Tuesday, October 22, 2013

Status update: Part 8

This post is fairly weak in content as I noticed that there are some bugs introduced in the newest bits, but there are also some improvements:
- the generated code does not use for generated types namespaces. Some name mangling were fixed because of this
- the duplicate runtime methods do not appear anymore
- documentation is vastly improved: as I use CodeRefractor as a bachelor paper, I described all the optimizations and various components of CR in an extensive manner. There are 40 written pages with content that may be interesting. If you are interested (at least as a lecture) about various internal parts or how the code is made, I recommend reading the Documentation folder.
- generic class specialization works (partially at least) and name mangling is better of managing generics
- there are also advances (small ones) into supported delegates, but is still not ended. The best part is that the delegates code is isolated and when I will have time I will be able to finish them

Still the main area of focus remains for now: bug fixing and/or code cleanup.

I want with this post to thank Jetbrains by offering a (free) license of ReSharper to advance CodeRefractor. I think that R# is a great tool in itself and I hope you will test it if you are not using it you will see how it improves the code quality of your code base.

Monday, October 7, 2013

NBody: can C# be *very* fast?

As you read in the previous blog post, performance of Java and .Net can be fast (or even faster) than C++ compiled code. Anyway, this was a reason for me to look the performance discrepancy and to implement three "remaining" optimizations that made the gap of performance really big:
- escape analysis: allocations for objects that are not escaping are made on stack
- common subexpression elimination
- loop invariant code motion (LICM)

So what it means in performance terms? I will not put exact numbers, but with the best C++ time, you will get a bit less than 1300 ms (on Linux), and around 1400 ms on Windows (on both VC++ and MinGW).

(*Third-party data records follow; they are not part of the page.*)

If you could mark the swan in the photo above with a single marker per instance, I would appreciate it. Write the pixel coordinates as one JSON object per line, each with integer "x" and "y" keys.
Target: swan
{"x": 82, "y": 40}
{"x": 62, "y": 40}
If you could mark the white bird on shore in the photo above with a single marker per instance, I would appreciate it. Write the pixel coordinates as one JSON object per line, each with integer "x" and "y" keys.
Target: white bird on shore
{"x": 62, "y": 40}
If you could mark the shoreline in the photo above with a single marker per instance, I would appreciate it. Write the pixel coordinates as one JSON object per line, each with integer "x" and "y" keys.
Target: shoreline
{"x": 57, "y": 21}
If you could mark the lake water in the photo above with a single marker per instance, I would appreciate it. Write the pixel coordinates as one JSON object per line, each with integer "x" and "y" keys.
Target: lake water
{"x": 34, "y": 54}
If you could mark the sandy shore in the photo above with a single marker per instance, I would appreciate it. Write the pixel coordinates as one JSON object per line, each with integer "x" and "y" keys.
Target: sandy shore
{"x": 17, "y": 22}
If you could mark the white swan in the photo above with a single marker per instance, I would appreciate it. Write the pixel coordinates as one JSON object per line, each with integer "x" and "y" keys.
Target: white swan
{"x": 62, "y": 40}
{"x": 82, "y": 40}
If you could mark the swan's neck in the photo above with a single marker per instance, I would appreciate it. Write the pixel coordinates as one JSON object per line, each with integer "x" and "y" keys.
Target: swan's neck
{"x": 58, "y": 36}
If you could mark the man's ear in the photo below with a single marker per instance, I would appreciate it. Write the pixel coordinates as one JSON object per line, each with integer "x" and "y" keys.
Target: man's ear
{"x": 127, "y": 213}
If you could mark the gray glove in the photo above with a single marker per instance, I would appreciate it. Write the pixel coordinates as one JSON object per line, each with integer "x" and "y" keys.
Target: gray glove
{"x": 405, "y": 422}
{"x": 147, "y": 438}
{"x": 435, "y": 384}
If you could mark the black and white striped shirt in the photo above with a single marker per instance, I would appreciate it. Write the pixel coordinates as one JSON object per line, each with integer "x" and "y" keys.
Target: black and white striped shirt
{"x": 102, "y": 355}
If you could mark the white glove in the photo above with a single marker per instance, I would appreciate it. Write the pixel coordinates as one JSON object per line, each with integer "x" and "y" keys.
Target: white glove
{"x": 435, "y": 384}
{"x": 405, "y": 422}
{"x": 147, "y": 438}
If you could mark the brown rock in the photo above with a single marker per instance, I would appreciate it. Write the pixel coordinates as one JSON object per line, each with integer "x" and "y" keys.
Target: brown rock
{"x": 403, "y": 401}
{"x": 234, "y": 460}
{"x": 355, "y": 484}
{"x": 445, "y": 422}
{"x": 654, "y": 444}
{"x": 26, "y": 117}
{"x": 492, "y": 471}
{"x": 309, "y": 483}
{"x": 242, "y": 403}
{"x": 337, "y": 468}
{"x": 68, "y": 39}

Why these optimizations were so important:
- escape analysis removes for cases of parameters of functions necessity of increment/decrement reference counting
- having a lot of small items (in expressions) that do repeat, they will be precomputed once. This part also work over function calls (if the functions are evaluated as pure).
So if you have a rotation matrix, and you compute against cosine (alpha) and sine(alpha), you don't have to cache the sine and cosine, the compiler will do it for you automatically.
- LICM (Wikipedia article) will work as common subexpressions, but in case your code has expressions that do not change over the loops, they will be executed at the start of the loop once, and not at every iteration. This optimization works also with pure functions, so if you make a function call, this function call will be moved outside of the loop also.


This also means that I will not work (excluding there are bugs) for optimizations for some time, but you may try to generate code and the result "should scream".